Corte IDH, Caso Valencia Campos e outros vs. Bolívia. Exceção preliminar, mérito, reparações e custas. Voto conjunto dos juízes Nancy Hernández Lopez e Rodrigo Mudrovitsch, § 58 e seguintes: Outra questão que deve ser avaliada é a possibilidade de exceção à proibição de ingresso domiciliar quando há “consentimento do residente”, presente em algumas legislações nacionais. Esta hipótese merece mais atenção, porque é evidente que desconhece a relação desigual que se estabelece entre o cidadão e o agente público, especialmente nesta situação em que o agente pretende tomar uma medida para restringir a garantia da inviolabilidade do domicílio.
De fato, a desconfiança no consentimento do residente é mencionada pela Corte Suprema dos Estados Unidos no Caso Amos vs. EUA (1921), na qual se considerou que o consentimento para entrar na residência sem uma ordem judicial não é uma renúncia ao direito constitucional contra o ingresso e a apreensão arbitrários.
Neste sentido, o consentimento não deve ser considerado de forma arbitrária para permitir o ingresso domiciliar quando não existe uma suspeita razoável de que a situação é flagrante, pelo mero fato de que o cidadão, dentro da relação de desigualdade que se estabelece com o agente público com autoridade e poder, tenha permitido os agentes entrar no domicílio. Vale a pena reforçar que o ingresso sem ordem judicial somente é possível quando existe uma constatação prévia e fundada de flagrância, com elementos objetivos e concretos que, dentro de uma análise de proporcionalidade, permitem a ação.
Não é possível excluir este requisito alegando que existiu o consentimento dos residentes. O fato é que esse consentimento, para ser juridicamente válido, deve ser voluntário e livre de coações.
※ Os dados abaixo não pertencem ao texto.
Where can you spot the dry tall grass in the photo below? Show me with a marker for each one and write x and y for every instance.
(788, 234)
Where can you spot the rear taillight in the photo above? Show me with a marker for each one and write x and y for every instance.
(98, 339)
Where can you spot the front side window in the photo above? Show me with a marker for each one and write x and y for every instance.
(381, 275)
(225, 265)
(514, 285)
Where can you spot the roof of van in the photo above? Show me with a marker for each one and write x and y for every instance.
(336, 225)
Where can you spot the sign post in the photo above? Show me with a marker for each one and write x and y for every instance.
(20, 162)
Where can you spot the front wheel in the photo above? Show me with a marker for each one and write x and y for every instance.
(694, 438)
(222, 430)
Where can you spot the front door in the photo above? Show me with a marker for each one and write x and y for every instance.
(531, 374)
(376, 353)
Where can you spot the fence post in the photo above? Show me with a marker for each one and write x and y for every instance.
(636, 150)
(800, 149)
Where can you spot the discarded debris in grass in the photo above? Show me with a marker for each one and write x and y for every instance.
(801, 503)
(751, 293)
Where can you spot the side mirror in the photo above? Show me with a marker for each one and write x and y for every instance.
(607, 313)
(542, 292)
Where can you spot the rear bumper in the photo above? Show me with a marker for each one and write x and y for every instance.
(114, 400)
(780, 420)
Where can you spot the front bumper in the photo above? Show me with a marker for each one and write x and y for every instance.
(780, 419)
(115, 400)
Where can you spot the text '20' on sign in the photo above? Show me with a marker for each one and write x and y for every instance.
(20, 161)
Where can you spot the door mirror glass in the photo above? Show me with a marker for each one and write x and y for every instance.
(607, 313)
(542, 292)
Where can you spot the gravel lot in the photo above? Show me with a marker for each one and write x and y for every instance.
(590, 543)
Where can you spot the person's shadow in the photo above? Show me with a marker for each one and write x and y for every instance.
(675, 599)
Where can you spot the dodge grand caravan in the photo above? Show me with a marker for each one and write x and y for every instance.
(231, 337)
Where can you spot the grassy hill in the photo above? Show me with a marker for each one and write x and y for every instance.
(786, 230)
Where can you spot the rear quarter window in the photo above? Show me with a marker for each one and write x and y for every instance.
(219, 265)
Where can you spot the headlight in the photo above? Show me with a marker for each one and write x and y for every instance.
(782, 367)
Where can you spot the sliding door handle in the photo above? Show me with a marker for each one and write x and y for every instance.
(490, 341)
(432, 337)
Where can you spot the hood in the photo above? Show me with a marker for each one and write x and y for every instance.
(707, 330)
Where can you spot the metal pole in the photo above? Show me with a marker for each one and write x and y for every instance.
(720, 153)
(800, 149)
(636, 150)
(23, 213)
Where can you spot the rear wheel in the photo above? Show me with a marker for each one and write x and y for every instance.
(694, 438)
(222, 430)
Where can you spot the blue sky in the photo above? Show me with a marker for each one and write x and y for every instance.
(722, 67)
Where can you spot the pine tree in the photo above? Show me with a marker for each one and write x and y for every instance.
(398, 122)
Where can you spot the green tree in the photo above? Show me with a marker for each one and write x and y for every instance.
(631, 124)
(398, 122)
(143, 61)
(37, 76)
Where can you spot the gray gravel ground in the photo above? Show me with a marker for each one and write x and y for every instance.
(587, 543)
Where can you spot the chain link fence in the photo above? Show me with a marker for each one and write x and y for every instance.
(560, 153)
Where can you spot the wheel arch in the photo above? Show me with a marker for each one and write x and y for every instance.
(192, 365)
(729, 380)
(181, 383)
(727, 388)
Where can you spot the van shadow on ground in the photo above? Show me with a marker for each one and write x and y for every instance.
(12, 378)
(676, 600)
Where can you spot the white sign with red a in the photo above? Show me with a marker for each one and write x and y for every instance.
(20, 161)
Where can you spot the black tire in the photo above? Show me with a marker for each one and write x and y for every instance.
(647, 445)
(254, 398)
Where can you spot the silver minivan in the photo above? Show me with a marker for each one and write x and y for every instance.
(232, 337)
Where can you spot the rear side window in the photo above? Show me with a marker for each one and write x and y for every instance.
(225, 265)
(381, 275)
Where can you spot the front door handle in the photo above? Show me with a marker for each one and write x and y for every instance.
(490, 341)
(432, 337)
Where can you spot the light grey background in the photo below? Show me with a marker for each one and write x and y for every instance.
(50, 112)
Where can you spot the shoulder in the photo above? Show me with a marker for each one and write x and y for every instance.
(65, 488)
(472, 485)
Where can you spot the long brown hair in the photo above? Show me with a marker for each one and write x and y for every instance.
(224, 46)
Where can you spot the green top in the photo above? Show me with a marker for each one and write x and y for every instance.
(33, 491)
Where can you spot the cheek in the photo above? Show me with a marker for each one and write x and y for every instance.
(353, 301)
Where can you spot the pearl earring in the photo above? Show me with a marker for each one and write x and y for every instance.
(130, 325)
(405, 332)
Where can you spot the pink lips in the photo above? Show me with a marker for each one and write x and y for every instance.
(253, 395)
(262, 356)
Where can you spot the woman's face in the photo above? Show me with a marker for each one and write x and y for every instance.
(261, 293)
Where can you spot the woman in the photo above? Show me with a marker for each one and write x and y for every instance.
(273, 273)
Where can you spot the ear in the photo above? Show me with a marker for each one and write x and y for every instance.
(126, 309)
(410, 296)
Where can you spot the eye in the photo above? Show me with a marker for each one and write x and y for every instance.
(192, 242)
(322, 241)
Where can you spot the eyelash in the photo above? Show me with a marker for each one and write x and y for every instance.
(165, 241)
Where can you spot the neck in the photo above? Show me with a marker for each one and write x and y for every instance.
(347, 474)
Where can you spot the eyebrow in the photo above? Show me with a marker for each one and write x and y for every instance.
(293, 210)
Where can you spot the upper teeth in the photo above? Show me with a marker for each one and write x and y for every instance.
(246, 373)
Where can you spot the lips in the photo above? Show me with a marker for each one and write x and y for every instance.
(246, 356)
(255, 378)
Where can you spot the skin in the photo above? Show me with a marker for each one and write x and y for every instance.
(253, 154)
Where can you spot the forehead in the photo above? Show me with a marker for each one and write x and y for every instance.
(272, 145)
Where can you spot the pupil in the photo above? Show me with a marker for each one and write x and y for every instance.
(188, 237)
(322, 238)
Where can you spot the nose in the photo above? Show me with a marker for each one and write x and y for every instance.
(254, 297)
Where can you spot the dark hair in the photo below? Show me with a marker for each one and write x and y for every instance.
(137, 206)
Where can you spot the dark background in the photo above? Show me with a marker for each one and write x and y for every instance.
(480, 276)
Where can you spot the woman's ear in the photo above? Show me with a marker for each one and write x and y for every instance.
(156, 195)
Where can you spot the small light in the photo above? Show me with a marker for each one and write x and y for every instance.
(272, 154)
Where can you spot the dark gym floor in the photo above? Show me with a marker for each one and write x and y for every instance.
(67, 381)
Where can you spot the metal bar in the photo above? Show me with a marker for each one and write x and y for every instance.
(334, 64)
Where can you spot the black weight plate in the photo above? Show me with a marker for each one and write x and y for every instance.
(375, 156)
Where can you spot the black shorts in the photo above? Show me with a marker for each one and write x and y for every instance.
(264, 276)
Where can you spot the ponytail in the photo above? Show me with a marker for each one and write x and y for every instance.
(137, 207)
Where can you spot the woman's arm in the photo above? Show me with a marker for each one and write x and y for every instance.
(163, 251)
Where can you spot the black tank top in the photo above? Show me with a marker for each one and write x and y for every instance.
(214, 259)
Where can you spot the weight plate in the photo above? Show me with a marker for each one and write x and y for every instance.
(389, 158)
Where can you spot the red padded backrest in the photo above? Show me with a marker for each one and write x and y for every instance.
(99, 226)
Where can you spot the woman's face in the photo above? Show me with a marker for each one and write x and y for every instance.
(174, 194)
É evidente, portanto, que não se permite nenhuma coação por parte da autoridade policial para que o residente permita a entrada em seu domicílio. Ainda que não se negue a possibilidade de prever expressamente esta exceção, inclusive com as salvaguardas apresentadas, o consentimento, assim como a flagrância, também requer uma cuidadosa análise judicial posterior. Neste caso, o juiz deve comprovar primeiro com quais elementos contavam os agentes de segurança pública para poder adotar esta medida e, depois, que provas há de que o residente consentiu livre e espontaneamente a entrada. Em caso de dúvida, p. ex., se as versões dos agentes e dos residentes são diferentes, deve prevalecer a versão da pessoa cujo direito foi violado: o cidadão.
Isso se deve a que o Estado tem a carga de provar que o consentimento foi realmente livre e voluntário. Para garantir a inviolabilidade da medida, o Código de Procedimento Penal francês, p. ex., exige que o consentimento seja expresso, mediante uma declaração manuscrita do interessado. Não obstante, ainda que exista uma declaração expressa de consentimento, é necessário que o Estado prove que este se deu livremente, sem que haja indícios de que se obteve de forma coercitiva. Este requisito é fundamental para evitar arbitrariedades e abusos de autoridade no momento de realizar um ingresso domiciliar.
Ademais, é fundamental analisar as particularidades subjetivas do indivíduo que expressa seu consentimento, como a idade, o nível de educação, a capacidade intelectual, entre outras hipóteses que poderiam eventualmente interferir em sua livre aquiescência. Por último, o livre consentimento não pode estar condicionado a alguma circunstância, periférica, como ocorre quando a autoridade oferece “promessas” para que o particular autorize o ingresso domiciliar.